Thrissur Pooram is a one-day festival celebrated in the Thrissur city of Kerala, which is often referred to as the cultural capital of the state. It is one of the biggest and most famous temple festivals in South India, which attracts a massive crowd every year. This year (2023), Thrissur Pooram is on May 1 based on the Malayalam calendar.
History of Thrissur Pooram
The word “Pooram” means “meeting” or “gathering” in Malayalam. Thrissur Pooram was first introduced by Sakthan Thampuran, the Maharaja of Cochin state in the late 18th century. He organized this festival as a secular event to promote unity and harmony among different religious communities in the area. The festival was a major success and soon became an annual post-harvest festival in Thrissur.
Legend of Thrissur Pooram
The Arattupuzha Pooram used to be the most significant temple festival in Kerala. The deities of various temples were taken in a procession of decorated elephants to the Arattupuzha temple, where they joined together and traditional drums were played by hundreds of artists.
However, some temples were unable to participate due to heavy rain, and they approached the then King of the Princely State of Cochin, Sakthan Thampuran, to arrange another festival.
Being known for his decisive actions, the king divided ten temples into two groups led by Paramekkavu and Thiruvambadi temples and organized a new festival on the premises of Thrissur Vadakkumnatha Temple on the Pooram Star Day of the Malayalam month.
The Festival Day
Thrissur Pooram is celebrated in the Malayalam month of Medam (April-May) every year. The festival starts with the flag hoisting ceremony at the Vadakkunnathan Temple, which is one of the ancient temples in Kerala. The festival is celebrated by two main temples, Thiruvambadi Sri Krishna Temple and Paramekkavu Bagavathi Temple, which are located on either side of the Vadakkunnathan Temple.
Celebration of Thrissur Pooram
The Thrissur Pooram festival in Kerala, India begins with the flag hoisting ceremony, which takes place seven days before the actual event. This ceremony is attended by all the participating temples, and there is a light firework display to announce the start of the festival.

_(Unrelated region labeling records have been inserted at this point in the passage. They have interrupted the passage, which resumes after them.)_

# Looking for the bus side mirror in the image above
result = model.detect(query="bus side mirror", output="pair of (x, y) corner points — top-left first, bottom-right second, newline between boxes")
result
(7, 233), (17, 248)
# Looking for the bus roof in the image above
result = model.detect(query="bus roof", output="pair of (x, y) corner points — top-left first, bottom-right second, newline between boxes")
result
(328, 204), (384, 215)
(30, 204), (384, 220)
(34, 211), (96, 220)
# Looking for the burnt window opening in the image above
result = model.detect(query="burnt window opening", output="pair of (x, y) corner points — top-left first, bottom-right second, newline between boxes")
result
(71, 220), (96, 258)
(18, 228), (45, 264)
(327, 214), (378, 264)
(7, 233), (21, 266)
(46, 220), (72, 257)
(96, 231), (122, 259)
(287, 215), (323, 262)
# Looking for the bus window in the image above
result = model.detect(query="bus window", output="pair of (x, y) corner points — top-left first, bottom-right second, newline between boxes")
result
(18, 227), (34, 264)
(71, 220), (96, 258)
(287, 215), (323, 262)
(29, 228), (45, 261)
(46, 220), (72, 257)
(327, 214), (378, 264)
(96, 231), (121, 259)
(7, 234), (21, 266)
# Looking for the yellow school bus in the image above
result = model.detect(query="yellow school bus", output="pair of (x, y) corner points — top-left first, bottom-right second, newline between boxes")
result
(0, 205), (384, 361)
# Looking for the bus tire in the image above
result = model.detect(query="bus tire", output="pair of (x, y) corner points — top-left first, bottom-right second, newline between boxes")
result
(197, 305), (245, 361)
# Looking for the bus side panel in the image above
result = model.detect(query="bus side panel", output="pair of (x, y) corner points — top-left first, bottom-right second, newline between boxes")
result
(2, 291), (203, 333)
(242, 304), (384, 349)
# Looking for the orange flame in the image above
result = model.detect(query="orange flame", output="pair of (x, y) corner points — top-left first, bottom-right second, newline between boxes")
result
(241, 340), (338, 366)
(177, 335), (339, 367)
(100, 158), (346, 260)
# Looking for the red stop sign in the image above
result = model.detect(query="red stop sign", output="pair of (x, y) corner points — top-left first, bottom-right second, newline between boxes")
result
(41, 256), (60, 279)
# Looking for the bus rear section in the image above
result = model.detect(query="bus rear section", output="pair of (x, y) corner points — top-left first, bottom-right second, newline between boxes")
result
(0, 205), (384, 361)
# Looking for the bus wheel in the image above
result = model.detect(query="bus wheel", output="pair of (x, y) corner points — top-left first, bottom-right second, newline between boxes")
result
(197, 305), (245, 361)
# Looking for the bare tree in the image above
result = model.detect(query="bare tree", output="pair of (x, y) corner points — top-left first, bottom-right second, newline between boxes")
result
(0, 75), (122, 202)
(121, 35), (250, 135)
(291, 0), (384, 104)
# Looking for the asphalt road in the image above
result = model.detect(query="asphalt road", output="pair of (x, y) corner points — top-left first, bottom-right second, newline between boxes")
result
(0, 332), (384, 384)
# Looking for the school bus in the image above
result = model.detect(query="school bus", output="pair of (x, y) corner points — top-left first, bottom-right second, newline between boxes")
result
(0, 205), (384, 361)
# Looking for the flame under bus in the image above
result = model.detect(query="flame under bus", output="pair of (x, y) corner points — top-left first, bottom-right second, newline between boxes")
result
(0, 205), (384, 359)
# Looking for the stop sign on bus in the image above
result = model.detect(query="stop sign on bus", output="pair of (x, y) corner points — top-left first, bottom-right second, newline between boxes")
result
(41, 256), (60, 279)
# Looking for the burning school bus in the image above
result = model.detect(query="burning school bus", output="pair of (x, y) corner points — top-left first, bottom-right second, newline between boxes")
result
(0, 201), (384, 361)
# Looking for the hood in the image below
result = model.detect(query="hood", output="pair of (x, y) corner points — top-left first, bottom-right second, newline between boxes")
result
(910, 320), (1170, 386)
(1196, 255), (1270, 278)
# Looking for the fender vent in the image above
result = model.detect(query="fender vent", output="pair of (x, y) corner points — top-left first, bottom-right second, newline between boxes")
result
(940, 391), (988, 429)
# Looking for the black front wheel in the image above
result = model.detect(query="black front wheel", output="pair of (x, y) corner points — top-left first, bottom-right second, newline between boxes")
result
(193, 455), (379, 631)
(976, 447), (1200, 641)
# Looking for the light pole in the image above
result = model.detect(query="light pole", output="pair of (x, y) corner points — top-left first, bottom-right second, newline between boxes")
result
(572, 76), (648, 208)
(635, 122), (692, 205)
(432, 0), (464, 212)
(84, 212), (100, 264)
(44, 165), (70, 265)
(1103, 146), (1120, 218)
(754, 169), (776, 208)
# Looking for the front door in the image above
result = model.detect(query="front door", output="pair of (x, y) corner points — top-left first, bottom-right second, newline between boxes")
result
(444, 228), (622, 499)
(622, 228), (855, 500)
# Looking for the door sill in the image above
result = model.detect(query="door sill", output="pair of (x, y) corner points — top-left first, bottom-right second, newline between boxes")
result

The Poora Vilambharam is another custom where the elephant carrying the idol of ‘Neithilakkavilamma’ pushes open the south entrance gate of the Vadakkumnathan Temple. The festival features a variety of displays, such as caparisons, pyrotechnics, and the main attraction: the Kudamattom, where the two participating groups exchange colorful umbrellas competitively at the top of the elephants.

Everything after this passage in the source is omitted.